Dependencies

Purpose: Data Injection - Automatically provide handlers with request data, services, and resources they need.

Dependencies provide a way to inject common functionality into your endpoint handlers - database connections, authentication state, configuration, logging, and more.

From a technical standpoint, dependencies are callables (sync or async functions) that Stario automatically resolves and provides to your handlers based on type annotations.

async def get_user(
    user_id: PathParam[int],      # ← Built-in dependency
    db: Database,                 # ← Custom dependency
    current_user: CurrentUser,    # ← Custom dependency
    logger: Logger,               # ← Built-in dependency
):
    logger.info("Fetching user", user_id=user_id, requester=current_user.id)
    user = await db.get_user(user_id)
    return render_user(user)

Dependency Graph

The dependency graph is built once when a route is created, then reused for every request to that route.

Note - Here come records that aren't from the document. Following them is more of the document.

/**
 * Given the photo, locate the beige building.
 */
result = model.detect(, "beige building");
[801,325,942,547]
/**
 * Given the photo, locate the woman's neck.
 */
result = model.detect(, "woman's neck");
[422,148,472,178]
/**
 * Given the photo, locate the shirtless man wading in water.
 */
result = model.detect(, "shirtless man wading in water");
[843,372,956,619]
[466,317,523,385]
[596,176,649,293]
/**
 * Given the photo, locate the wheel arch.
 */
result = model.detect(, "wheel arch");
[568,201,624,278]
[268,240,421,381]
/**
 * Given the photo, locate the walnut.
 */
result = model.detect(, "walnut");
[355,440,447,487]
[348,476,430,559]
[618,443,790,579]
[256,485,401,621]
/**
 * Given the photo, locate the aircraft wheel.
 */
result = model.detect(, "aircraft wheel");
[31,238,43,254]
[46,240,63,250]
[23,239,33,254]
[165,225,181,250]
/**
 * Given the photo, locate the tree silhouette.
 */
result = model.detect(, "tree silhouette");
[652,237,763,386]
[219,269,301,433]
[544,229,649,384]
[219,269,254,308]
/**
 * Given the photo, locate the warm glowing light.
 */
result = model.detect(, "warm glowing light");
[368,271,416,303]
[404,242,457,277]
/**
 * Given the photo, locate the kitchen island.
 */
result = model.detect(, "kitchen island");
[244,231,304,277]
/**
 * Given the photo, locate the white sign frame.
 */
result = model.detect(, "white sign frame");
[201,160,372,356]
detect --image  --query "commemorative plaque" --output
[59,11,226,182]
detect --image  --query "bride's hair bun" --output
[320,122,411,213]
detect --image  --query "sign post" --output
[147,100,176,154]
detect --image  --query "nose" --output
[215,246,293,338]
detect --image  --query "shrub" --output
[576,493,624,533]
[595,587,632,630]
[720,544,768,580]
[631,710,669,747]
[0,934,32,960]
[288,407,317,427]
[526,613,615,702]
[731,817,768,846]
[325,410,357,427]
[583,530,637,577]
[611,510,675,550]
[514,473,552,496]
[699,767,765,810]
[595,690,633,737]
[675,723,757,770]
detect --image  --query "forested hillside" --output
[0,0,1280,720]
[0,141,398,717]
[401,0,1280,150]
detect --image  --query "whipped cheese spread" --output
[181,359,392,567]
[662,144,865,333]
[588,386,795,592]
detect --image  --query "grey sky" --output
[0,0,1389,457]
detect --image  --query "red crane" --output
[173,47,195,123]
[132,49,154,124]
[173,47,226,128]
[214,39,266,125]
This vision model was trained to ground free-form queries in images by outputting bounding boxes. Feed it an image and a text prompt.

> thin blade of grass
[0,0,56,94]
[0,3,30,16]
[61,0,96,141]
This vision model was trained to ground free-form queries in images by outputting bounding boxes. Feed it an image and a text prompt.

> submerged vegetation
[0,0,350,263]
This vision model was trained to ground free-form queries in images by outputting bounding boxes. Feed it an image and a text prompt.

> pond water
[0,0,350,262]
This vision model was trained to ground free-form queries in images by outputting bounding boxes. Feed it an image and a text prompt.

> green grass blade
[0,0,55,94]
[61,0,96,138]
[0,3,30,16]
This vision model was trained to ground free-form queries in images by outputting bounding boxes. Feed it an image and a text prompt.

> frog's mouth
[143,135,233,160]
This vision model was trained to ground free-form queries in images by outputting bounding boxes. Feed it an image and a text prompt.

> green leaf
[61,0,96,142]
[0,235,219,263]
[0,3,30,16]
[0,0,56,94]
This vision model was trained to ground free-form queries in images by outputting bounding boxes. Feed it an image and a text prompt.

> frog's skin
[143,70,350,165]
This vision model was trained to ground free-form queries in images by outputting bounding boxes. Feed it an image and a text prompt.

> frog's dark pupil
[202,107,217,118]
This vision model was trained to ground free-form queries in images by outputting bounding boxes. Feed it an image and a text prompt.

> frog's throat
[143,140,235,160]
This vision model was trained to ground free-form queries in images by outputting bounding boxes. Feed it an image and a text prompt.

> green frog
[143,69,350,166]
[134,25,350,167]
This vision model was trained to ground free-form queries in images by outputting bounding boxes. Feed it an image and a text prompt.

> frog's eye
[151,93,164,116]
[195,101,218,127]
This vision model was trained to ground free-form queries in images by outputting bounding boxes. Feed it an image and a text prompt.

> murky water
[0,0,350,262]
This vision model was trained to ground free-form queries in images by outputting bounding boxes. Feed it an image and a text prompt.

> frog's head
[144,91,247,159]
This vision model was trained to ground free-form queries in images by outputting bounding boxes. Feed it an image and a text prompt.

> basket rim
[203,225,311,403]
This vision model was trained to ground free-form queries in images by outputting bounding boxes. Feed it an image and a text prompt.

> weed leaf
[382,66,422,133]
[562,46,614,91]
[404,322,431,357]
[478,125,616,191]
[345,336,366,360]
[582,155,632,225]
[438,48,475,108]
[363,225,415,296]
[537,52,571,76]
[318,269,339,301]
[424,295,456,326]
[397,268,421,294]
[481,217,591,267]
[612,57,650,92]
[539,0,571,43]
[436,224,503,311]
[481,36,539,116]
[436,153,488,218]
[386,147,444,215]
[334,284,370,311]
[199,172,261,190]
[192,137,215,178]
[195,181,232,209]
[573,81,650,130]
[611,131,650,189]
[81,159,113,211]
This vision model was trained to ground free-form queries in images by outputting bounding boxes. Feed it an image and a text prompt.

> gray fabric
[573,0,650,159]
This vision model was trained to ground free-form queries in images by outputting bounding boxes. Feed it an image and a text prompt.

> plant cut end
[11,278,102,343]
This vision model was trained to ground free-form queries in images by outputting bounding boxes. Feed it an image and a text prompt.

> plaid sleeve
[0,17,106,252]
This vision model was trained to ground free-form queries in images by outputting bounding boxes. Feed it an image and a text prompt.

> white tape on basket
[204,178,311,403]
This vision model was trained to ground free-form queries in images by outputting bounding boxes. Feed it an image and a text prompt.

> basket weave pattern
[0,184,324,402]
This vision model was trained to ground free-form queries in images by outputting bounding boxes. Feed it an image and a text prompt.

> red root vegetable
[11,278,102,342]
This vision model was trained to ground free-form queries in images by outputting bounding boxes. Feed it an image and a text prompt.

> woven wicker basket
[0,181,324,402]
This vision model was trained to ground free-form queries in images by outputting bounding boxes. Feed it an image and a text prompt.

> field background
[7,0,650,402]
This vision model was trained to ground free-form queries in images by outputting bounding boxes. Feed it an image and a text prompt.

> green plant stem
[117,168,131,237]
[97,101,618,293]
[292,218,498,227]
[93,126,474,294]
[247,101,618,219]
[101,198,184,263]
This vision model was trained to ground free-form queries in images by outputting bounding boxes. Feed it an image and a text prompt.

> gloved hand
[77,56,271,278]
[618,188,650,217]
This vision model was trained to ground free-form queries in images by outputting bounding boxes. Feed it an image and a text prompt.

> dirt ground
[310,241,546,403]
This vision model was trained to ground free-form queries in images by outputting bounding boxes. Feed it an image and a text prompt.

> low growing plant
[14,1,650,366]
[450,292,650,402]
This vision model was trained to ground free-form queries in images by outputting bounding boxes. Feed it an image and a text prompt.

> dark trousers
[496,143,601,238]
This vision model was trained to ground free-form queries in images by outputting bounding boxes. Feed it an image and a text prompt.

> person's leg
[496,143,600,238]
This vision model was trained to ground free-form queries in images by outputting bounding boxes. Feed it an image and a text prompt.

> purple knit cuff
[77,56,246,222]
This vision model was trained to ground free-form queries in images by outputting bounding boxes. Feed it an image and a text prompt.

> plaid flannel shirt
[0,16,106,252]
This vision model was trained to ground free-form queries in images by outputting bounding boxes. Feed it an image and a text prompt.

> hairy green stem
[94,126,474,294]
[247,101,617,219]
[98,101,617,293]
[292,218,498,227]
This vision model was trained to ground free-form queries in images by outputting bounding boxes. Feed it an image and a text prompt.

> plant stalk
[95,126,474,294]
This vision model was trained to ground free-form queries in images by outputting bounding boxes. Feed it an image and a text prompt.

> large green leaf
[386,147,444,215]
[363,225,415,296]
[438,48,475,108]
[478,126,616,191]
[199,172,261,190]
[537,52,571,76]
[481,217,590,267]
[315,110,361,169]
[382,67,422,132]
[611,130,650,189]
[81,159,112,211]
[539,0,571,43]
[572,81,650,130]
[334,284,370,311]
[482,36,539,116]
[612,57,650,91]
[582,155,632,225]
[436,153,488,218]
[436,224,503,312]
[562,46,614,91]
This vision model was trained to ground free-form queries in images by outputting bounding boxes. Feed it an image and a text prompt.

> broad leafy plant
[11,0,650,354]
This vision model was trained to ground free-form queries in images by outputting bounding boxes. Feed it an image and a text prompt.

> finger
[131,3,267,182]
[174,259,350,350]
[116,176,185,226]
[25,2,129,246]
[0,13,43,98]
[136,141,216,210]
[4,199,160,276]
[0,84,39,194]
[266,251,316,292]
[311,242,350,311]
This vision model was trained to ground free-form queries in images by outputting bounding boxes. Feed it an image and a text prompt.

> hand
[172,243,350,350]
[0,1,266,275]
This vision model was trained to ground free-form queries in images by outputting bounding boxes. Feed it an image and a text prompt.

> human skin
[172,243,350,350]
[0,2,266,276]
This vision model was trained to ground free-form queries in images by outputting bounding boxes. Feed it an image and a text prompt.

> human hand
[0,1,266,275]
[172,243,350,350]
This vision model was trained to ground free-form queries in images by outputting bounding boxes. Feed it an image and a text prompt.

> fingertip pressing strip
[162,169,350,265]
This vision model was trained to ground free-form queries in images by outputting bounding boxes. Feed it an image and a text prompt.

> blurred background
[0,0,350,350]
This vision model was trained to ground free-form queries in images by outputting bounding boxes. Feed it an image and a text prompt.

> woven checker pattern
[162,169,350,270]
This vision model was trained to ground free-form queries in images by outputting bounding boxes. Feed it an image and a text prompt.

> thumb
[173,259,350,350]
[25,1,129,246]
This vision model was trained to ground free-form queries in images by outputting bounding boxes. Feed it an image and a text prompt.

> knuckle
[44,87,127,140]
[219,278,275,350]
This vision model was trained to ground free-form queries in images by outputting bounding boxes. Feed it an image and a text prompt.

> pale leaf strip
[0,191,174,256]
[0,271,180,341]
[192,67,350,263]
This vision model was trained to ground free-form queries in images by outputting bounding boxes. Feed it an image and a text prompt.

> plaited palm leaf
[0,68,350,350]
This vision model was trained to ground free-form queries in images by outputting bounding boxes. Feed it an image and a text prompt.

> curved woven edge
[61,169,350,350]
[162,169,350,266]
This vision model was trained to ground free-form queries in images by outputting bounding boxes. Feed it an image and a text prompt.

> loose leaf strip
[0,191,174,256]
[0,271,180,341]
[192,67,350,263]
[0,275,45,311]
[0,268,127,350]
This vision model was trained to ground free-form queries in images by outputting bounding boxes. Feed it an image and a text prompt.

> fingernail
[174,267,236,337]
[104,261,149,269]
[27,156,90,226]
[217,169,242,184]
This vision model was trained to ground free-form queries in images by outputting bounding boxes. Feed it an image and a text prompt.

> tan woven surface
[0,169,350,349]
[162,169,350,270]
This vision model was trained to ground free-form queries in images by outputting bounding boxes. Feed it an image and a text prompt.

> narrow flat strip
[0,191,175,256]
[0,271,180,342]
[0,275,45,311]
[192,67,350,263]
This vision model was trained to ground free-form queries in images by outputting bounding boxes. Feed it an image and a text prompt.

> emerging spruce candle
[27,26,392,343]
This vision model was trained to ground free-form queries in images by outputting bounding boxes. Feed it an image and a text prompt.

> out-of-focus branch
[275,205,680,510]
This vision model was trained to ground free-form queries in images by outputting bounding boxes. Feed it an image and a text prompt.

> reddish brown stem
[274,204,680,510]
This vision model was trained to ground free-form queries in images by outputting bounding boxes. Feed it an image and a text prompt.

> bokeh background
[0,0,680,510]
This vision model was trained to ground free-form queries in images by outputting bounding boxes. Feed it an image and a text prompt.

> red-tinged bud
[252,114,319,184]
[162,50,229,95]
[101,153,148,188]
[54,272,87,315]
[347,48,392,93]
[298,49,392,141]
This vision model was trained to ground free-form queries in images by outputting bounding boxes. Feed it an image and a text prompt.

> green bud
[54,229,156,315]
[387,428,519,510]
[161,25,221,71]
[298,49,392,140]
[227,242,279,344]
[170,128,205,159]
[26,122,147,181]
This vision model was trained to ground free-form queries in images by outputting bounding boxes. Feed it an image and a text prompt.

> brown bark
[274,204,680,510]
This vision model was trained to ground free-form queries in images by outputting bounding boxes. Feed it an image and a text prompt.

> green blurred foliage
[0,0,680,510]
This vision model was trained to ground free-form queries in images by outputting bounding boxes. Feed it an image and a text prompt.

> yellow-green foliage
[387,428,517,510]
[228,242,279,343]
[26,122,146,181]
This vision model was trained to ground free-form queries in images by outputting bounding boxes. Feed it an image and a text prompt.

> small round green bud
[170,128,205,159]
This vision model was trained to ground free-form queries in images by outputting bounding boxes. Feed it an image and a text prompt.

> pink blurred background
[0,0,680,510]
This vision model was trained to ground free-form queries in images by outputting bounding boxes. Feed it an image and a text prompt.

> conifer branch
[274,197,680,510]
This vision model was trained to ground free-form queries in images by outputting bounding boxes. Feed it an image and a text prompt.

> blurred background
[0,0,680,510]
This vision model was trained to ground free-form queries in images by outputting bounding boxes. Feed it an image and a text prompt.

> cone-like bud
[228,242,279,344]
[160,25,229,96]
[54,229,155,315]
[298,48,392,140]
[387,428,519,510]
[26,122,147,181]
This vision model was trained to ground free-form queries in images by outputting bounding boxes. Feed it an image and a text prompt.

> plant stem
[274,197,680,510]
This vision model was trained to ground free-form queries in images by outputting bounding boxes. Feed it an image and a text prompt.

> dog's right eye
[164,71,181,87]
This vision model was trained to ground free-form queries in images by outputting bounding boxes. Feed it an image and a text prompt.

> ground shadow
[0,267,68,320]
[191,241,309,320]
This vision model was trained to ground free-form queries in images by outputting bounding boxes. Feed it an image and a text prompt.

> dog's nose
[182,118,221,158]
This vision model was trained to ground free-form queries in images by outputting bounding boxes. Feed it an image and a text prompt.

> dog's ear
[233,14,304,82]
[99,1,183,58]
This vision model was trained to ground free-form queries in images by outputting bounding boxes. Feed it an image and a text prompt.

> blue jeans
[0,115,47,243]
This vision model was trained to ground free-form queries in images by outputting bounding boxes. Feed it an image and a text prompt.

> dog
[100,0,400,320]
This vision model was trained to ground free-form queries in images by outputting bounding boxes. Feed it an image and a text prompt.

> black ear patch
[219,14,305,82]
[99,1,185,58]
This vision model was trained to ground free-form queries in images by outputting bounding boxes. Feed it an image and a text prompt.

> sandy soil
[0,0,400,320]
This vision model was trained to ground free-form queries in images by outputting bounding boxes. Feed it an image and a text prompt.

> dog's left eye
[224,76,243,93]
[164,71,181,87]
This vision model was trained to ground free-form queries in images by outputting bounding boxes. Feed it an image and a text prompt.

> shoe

Dependencies can nest recursively - a dependency can depend on other dependencies, which can depend on more dependencies, and so on. Stario resolves the entire graph automatically.

Why Use Annotated?

Stario uses Python's typing.Annotated (similarly to FastAPI) to attach dependency information to type hints. This keeps your function signatures clean and readable:

# Clean signature: looks like normal Python
async def handler(user: CurrentUser, db: Database):
    pass

# Implementation detail: powered by Annotated
async def handler(
    user: Annotated[CurrentUser, get_current_user],
    db: Annotated[Database, get_database],
):
    pass

This design lets you:

  • Keep signatures readable - Dependencies aren't cluttering the type hint
  • Enable IDE support - Full autocomplete for dependency functions
  • Support static analysis - Type checkers understand your code
  • Make dependencies explicit - Clear where each value comes from
# Depends on nothing → independent
def get_settings() -> Settings:
    return load_settings_from_file()

# Depends on settings
def get_database(settings: Annotated[Settings, get_settings]) -> Database:
    return Database(settings.database_url)

# Depends on database
def get_user_repo(db: Annotated[Database, get_database]) -> UserRepository:
    return UserRepository(db)

# Depends on Request (special case)
def get_current_user_id(request: Request) -> int:
    return request.session.get("user_id")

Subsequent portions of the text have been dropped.